En  última instancia,  quizás  el obstáculo que se alza  para  este diálogo-encuentro  es sólo  uno,  el de la superficialidad que destiñe la fe en una vaga espiritualidad y reduce  el ateísmo  a una  negación banal  o sarcástica. Para muchos,  en nuestros  días, el «Padre  nuestro»  se transforma en la caricatura que  de  él  hizo   Jacques Prévert:   «Padre   nuestro que estás en los cielos, ¡quédate  allí!». O  en el es- tribillo socarrón  que el poeta francés ideó  del Génesis:  «Dios,  al  sorprender  a Adán  y Eva,  / dijo: Seguid,  por  favor,  / no os molestéis  por  mí,  / haced como  si yo no existiese». Hacer  como  si Dios no existiese, etsi  Deus  no daretur, es un poco  el lema de la sociedad  de nuestro  tiempo: cerrado  como  está en el cielo  dorado  de su transcendencia, Dios  —o su  idea— no  debe  importunar  nuestras conciencias,  no  debe  interferir en  nuestros  asuntos, no debe estropear placeres y éxitos.

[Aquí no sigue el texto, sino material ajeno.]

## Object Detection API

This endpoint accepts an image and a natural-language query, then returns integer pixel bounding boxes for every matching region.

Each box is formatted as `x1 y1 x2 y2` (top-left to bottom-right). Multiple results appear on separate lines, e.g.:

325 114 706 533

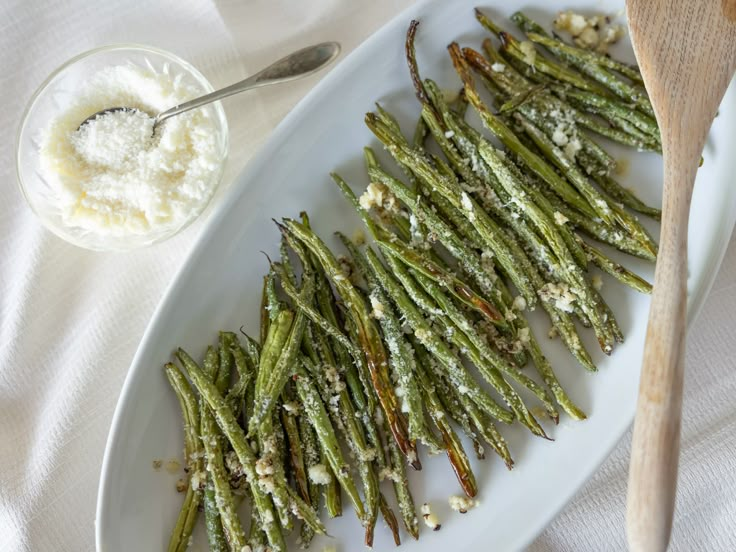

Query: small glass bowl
16 44 229 251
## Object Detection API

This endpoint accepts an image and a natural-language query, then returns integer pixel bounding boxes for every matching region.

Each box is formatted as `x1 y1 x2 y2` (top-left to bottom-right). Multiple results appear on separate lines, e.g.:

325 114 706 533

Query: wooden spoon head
626 0 736 150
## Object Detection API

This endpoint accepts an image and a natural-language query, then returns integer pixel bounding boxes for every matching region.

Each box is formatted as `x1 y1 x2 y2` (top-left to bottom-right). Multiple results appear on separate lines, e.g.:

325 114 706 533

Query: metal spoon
78 41 341 131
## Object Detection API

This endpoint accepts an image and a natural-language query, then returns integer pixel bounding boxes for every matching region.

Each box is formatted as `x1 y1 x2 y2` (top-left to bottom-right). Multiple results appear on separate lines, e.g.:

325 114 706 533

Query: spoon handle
156 42 340 125
626 150 697 552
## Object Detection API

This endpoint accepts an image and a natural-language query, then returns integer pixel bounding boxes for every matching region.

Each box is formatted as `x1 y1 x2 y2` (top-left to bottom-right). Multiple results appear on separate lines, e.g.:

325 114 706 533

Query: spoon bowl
78 106 152 131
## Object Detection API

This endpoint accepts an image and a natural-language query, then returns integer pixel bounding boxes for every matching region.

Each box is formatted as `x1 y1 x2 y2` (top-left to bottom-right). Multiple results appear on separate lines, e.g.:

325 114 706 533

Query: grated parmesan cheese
225 451 245 478
460 192 475 222
308 464 332 485
601 25 625 50
359 182 385 210
255 456 275 477
538 282 577 313
415 328 431 342
448 495 479 514
554 11 625 54
555 12 588 35
564 137 582 160
261 508 274 524
39 64 223 240
359 181 398 215
555 11 593 37
190 470 206 491
491 62 506 73
378 467 400 482
282 401 300 414
552 127 569 147
576 27 599 49
370 295 386 319
553 211 569 225
519 41 537 65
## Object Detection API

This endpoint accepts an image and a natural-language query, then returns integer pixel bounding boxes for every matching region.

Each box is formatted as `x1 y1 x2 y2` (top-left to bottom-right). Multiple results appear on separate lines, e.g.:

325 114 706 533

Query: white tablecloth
1 1 734 550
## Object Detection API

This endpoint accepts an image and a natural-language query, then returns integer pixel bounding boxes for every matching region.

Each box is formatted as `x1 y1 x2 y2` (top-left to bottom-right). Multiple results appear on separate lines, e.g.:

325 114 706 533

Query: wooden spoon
625 1 736 550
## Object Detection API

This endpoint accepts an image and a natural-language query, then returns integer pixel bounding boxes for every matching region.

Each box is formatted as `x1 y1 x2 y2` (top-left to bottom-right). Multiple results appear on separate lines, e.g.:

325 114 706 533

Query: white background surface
0 1 734 551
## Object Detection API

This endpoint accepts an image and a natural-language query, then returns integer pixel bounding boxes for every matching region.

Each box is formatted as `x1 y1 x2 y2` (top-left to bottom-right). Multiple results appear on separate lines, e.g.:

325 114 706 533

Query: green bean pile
164 10 660 552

Este es el gran  riesgo que dificulta una búsqueda recíproca,  dejando  al creyente envuelto  en una leve aura de religiosidad, de devoción, de ritualismo tradicional, y al no creyente inmerso  en el realismo  gravoso  de  las cosas, de  lo  inmediato, del interés. Como anunciaba  ya el profeta  Isaías, nos encontramos en un  estado de atonía:  «Mi ré en torno, pero  no  había  nadie,  nadie  a quien  pedir  consejo  y que  pudiera  responder»  (41, 28).  El  diálogo es precisamente para  hacer crecer el tallo  de las preguntas, pero  también para  que  brote  la  corola  de las respuestas. Al menos de algunas respuestas auténticas  y profundas.